Neil_Armstrong.jpgNeil Armstrong’s death this weekend reminds me of the intangible power of human spaceflight.  When my wife and I heard the news on Saturday, we decided we wouldn’t mention it our kids, who are 4 and 2, until we opened the newspaper on Sunday.  Armstrong and a few other astronauts are the only people famous for an achievement in the 60s that our kids would we even know of.  Part of it because we are geeks who read them stories about engineering, but it’s also that there is something fundamentally compelling about people going higher and farther and anyone before.  Only a few people alive today have been far enough to see the earth as a sphere.  The space shuttle didn't go nearly high enough to see a whole side of the planet. 

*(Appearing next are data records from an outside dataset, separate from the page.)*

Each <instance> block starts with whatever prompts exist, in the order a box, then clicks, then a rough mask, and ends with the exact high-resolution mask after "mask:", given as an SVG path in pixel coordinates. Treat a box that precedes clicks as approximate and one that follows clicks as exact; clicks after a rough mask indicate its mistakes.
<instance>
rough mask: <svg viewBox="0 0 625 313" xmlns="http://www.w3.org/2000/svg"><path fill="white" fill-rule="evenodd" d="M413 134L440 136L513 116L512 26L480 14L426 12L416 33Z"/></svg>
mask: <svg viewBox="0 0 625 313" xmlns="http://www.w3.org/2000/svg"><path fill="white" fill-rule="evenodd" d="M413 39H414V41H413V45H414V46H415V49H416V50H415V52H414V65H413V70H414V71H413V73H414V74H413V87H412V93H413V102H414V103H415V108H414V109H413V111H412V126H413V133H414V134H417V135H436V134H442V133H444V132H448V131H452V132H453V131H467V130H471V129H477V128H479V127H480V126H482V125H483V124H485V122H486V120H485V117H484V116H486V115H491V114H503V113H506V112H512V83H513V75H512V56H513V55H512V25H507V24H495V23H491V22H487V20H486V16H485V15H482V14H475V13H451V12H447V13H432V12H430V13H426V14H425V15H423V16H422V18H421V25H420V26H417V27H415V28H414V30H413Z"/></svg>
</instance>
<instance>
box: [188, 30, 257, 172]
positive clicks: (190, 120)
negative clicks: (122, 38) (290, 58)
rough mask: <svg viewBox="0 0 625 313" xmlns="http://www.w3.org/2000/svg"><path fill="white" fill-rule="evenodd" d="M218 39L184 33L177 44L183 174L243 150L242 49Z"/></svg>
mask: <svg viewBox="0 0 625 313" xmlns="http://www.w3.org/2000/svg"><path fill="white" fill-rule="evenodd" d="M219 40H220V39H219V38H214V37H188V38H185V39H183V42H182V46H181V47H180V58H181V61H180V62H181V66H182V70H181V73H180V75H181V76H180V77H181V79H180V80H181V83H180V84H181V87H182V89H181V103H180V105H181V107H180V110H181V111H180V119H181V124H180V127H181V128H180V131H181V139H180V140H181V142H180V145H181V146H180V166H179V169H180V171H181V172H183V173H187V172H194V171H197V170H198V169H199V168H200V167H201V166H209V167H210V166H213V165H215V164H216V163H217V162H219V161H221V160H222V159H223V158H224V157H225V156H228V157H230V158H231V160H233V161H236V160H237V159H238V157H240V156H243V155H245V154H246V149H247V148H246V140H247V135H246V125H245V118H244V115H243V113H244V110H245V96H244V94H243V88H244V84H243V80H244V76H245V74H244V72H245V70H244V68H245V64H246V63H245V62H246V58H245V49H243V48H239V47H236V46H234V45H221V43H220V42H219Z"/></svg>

The children’s book Moonshot by Brian Floca does a great job of conveying how amazing the lunar landing was.  In a poetic way that even kids and non-technical adults can understand, it shows Armstrong and Aldrin running out of fuel with multiple false alarms going off trying to find a place to land. 


In the latest episode of the Amp Hour podcast, Chris Gammel points out that all the early astronauts were engineers and very formidable geeks.  The world could use some powerful icons to draw kids to STEM careers.  Robotic missions like Mars Curiosity certainly inspire people, but we should consider carefully the intangible benefits of a human mission.  If Mars Curiosity were a human mission the details of it would be widely known to non-engineers 43 years from now like the lunar landing's.  There is some intangible benefit, paid out over decades, of human space exploration. 


We sometimes think of the lunar landings as a narrative bound to have a happy ending, but landing on the moon was very risky.  The president had a speech prepared for the contingency of Armstrong and Aldrin being stranded on the moon.  It is hard to imagine the government taking such risk today and having so many qualified engineers eager to volunteer.  I'd like to think, though, if we took the chance a new generation of humble engineering heroes would step forward.